2. Toutefois, en cours d’instance, le préfet de la Gironde a abrogé l’arrêté attaqué par un arrêté du 22 octobre 2025. Par suite, les conclusions présentées sur le fondement des dispositions de l’article L. 521-1 du code de justice administrative, qui tendent à la suspension de l’exécution d’un arrêté qui ne produit plus d’effets, sont devenues sans objet et ont d’ailleurs été abandonnées par la requérante. Par suite, il n’y a plus lieu d’y statuer.
3. Si la requérante maintient ses conclusions à fin d’injonction de délivrance d’un récépissé et de réexamen de sa situation, il ressort de ses propres écritures qu’un récépissé valable jusqu’au 16 janvier 2026 lui a été délivré, délivrance impliquant nécessairement que le préfet a entendu réexaminer sa situation. Par suite, il n’y a pas lieu, en tout état de cause, de prononcer les injonctions demandées.
4. En revanche, l’Etat devant être regardé dans les circonstances de l’espèce comme étant la partie perdante, il y a lieu de mettre à sa charge la somme de 800 euros au titre des dispositions de l’article L. 761-1 du code de justice administrative.
ORDONNE :
Article 1er : Il n’y a pas lieu de statuer sur les conclusions à fin de suspension de la requête de Mme C….

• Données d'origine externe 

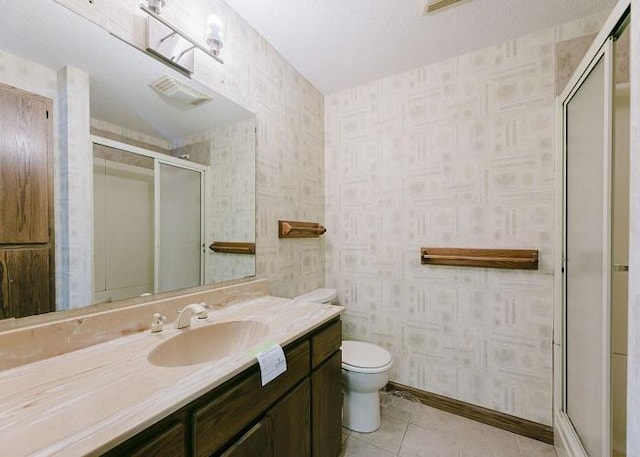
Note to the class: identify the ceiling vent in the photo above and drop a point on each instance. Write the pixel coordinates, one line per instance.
(179, 92)
(434, 6)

Article 2 : L’Etat versera à Mme C… une somme de 800 euros en application de l’article L. 761-1 du code de justice administrative.
Article 3 : Le surplus de la requête est rejeté.
Article 4 : La présente ordonnance sera notifiée à Mme C… et au préfet de la Gironde.
Fait à Bordeaux, le 30 octobre 2025.
Le juge des référés,
E. WILLEM
La greffière,
Y. DELHAYE
La République mande et ordonne au préfet de la Gironde en ce qui le concerne, et à tous commissaires de justice à ce requis, en ce qui concerne les voies de droit commun contre les parties privées, de pourvoir à l’exécution de la présente ordonnance.